The Soul of Cell
If you've been following my ongoing commentary on the Cell Broadband Engine, then you realize that I've been fairly critical of the architecture and its implementation in the third iteration of Sony's PlayStation console. Not wanting to be an ignorant critic on the subject, I presented Dr. H. Peter Hofstee, chief architect of the Cell Synergistic Processor, with a handful of questions that he graciously answered.
Do you have an analogy for how data is manipulated by the Cell Broadband Engine? How is the Cell's process of internal data manipulation different from general purpose processors?
Stanford's Bill Dally has a nice analogy that explains the memory wall problem processors have run into. Imagine doing a plumbing project ... you start and you see you need a pipe ... so you drive to the store ... come back with a pipe, and you discover you need a fitting ... so you drive to the store ... come back with a fitting ... and discover you need solder ... (etc.) very inefficient! When microprocessors started memory was just a few processor cycles away ... similar to having all you need in the cupboard. Today, main (DRAM) memory is hundreds of processors cycles away ... and getting things is like a drive across town to the plumbing store. What do you need to do when your supply is far away? Make a shopping list! This is exactly what the SPEs in Cell enable you to do. Instead of getting data from main memory right when you discover it is needed, you construct a list of what you need, and kick off a (DMA) processor that gets it for you. You can even create multiple lists, both of supplies you need, and stuff you're done with and want to put out there, so that you can always keep working.

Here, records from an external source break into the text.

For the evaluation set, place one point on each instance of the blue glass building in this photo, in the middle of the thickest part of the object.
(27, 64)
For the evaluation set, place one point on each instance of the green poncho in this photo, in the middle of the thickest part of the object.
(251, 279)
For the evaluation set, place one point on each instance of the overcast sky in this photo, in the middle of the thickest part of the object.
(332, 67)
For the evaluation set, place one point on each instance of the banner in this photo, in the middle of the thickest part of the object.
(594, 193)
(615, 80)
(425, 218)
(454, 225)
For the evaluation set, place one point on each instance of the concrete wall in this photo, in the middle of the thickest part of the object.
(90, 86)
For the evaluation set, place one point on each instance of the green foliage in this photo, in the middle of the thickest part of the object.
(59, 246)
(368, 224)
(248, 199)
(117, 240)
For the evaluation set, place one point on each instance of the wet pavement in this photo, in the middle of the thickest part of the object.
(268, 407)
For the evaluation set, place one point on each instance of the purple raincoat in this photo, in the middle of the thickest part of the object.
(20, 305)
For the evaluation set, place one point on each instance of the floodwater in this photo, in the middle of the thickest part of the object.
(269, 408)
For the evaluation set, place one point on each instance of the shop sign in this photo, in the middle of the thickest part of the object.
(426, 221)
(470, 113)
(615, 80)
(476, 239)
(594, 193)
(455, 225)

What do you see as the inherent problem with current architectures? PowerPC? x86? SPARC? How does the Cell Broadband Engine address these shortcomings?
The main problem with current architectures is the memory wall I explained above. Because the programs do not provide shopping lists, the only way to get more than one thing on the way from main memory is to guess ahead at what may be needed, a very difficult thing to do. Another analogy ... at 512 cycles latency, say, to main memory, an 8 byte interface, and a 64byte memory access size, and a fully pipelined interface at the processor frequency, you need 64 64-byte memory accesses in flight to fully utilize the available memory bandwidth. Most processors support only a handful. This looks like a situation where you have a bucket brigade with 64 people, but only a handful of buckets ... no way you will see efficient use of the people. This phenomenon is the reason that Cell achieves nearly two orders of magnitude better performance on applications where the problem comes down to collecting data from memory in a pattern that can be calculated, but isn't so trivial the hardware can guess it. A lot of problems are like that: fast Fourier transforms, volume rendering, raycasting and raytracing, and many others.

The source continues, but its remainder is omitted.